階段を上がる前に、手持ちのスマホからもう一度メッセージ画面を開く。先ほどと変わらず、無一郎からの返信は入っていなかった。

小さくため息がこぼれる。
画面を閉じて、一段目を踏み出した。上履きと床の擦れ合う音が弾けて、すぐにこの冷気の中へと消えていく。上がっていくにつれ、気温が徐々に下がっていくのを肌で感じとる。軽く身震いして、ポケットの中へ手を突っ込んだ。

『今日の帰り、どっちでもいいから大根買ってきてください』

笑顔の絵文字と一緒に送られてきた母からのメッセージは、無一郎にも届いているはず。今日は委員会で自分は遅くなるから、買い物ならば弟の方が適任だ。それを伝えておこうと里芋組に向かったら、肝心の本人が見当たらない。給食を終えてすぐ、そそくさと教室を出ていったと錆兎から聞いた。ざっくり教室内を見渡すと、襧豆子の姿もなかった。

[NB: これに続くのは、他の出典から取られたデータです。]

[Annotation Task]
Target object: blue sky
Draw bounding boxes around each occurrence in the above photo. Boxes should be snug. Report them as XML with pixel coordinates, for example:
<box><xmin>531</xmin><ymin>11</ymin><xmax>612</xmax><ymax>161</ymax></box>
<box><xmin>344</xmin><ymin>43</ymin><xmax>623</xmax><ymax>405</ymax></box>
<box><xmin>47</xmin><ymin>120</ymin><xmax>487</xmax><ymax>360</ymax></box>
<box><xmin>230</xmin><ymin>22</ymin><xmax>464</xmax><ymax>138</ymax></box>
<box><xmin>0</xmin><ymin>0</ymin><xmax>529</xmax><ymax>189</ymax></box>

もしかしたら二人は一緒にいるのかもしれない。いや、真菰の姿もなかったから襧豆子はきっと真菰と一緒だ。無一郎が一人で向かうならば、炭治郎や玄弥がいる高等部か…。けれど高等部に行って本人がいなければ、ただの無駄足だ。

熟考しながら冷え冷えとした廊下を歩く。他クラスから漏れる笑い声に耳を澄ますも、無一郎の声は入っていない。窓の外から中庭やグラウンドを見渡す。無一郎どころか、まず人の姿が見当たらなかった。

自分がもし一人になりたくなったらどこへ向かうだろう。弟が一人でいる方に賭け、自分ならばと考えた場所へ足を進めた。

最後の段差を上がりおえると、重厚感のある鉄扉が目の前に現れる。扉に嵌め込まれた四角形のガラス。そこから漏れるわずかな光が、周囲をほんのり照らしてくれていた。

扉を押し開けると、割くような風の音が耳に入ってくる。屋上へ降り立つと灰色の空が一層近くなった。扉のすぐ横、塔屋の形に沿って、ぐるりと後ろへ回っていく。反対側は影になっているから余計に冷えるだろうに。壁に背中を預けた無一郎が、一人でひっそりと座っていた。